Can an Perron eigenvector of a non-symmetric irreducible nonnegative matrix be also a Perron eigenvector of its transpose?

Your contradiction approach will fail because the claim is not false. In terms of simple examples: consider any doubly stochastic matrix, e.g. a permutation matrix and in particular one that is not symmetric (I’d suggest the cyclic shift matrix).

Another argument for why the stated claim is false.

The space of $n \times n$ irreducible Perron matrices $X$ has dimension $n^2$ (if you want, restrict yourself to positive matrices).

Fix $\rho >0$ and $p$ a positive vector.

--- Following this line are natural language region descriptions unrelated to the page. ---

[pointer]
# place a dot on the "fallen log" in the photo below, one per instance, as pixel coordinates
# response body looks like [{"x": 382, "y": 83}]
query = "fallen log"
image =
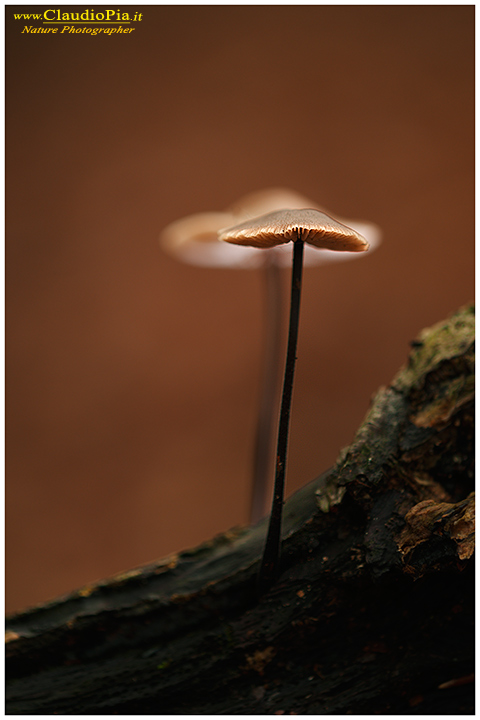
[{"x": 373, "y": 611}]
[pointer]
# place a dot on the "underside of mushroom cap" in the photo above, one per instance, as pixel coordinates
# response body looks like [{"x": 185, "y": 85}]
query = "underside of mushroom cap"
[{"x": 282, "y": 226}]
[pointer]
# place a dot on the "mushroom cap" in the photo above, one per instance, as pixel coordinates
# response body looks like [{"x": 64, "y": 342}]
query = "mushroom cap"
[{"x": 279, "y": 227}]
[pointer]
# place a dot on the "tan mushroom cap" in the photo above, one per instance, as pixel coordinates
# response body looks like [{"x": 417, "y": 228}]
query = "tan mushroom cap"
[{"x": 279, "y": 227}]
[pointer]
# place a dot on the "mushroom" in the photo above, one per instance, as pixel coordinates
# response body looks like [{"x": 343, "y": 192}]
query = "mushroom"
[
  {"x": 276, "y": 229},
  {"x": 194, "y": 240}
]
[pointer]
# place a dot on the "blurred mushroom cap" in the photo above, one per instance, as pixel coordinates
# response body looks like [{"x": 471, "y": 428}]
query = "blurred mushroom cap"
[
  {"x": 282, "y": 226},
  {"x": 194, "y": 239}
]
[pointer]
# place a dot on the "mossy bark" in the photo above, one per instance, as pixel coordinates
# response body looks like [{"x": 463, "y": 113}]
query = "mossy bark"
[{"x": 373, "y": 611}]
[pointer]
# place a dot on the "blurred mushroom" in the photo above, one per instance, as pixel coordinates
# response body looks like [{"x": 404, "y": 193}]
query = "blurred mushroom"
[
  {"x": 194, "y": 240},
  {"x": 273, "y": 230}
]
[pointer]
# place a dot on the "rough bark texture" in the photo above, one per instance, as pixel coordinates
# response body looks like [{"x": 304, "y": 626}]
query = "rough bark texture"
[{"x": 373, "y": 612}]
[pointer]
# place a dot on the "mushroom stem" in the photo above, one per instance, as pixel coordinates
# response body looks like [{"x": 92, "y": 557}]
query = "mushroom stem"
[
  {"x": 271, "y": 555},
  {"x": 269, "y": 386}
]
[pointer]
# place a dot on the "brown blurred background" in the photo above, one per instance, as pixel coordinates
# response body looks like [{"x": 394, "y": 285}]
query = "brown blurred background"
[{"x": 132, "y": 380}]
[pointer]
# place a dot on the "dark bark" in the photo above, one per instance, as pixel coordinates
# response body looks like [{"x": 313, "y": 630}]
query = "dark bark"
[{"x": 372, "y": 613}]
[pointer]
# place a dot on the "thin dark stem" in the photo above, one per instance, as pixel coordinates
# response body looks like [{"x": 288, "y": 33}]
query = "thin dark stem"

The space of $n \times n$ irreducible Perron matrices $X$ such that $Xp = \rho p$ has dimension $n^2-n$ (we have n linear equations to check).

The space of $n \times n$ irreducible Perron matrices $X$ such that $Xp = \rho p$ and $p^t X = \rho p^t$ has dimension $n^2-2n+1 = (n-1)^2$ (we have $n$ more linear equations to check, the last one being redundant).

The space $n \times n$ irreducible symmetric Perron matrices $X$ such that $Xp = \rho p$ is included in the later, and has dimension $n(n+1)/2-n = n(n-1)/2$. If $n>2$, then $n(n-1)/2 < (n-1)^2$, so that there are non-symmetric Perron matrices with main eigenvector $p$ and main eigen-covector $p^t$.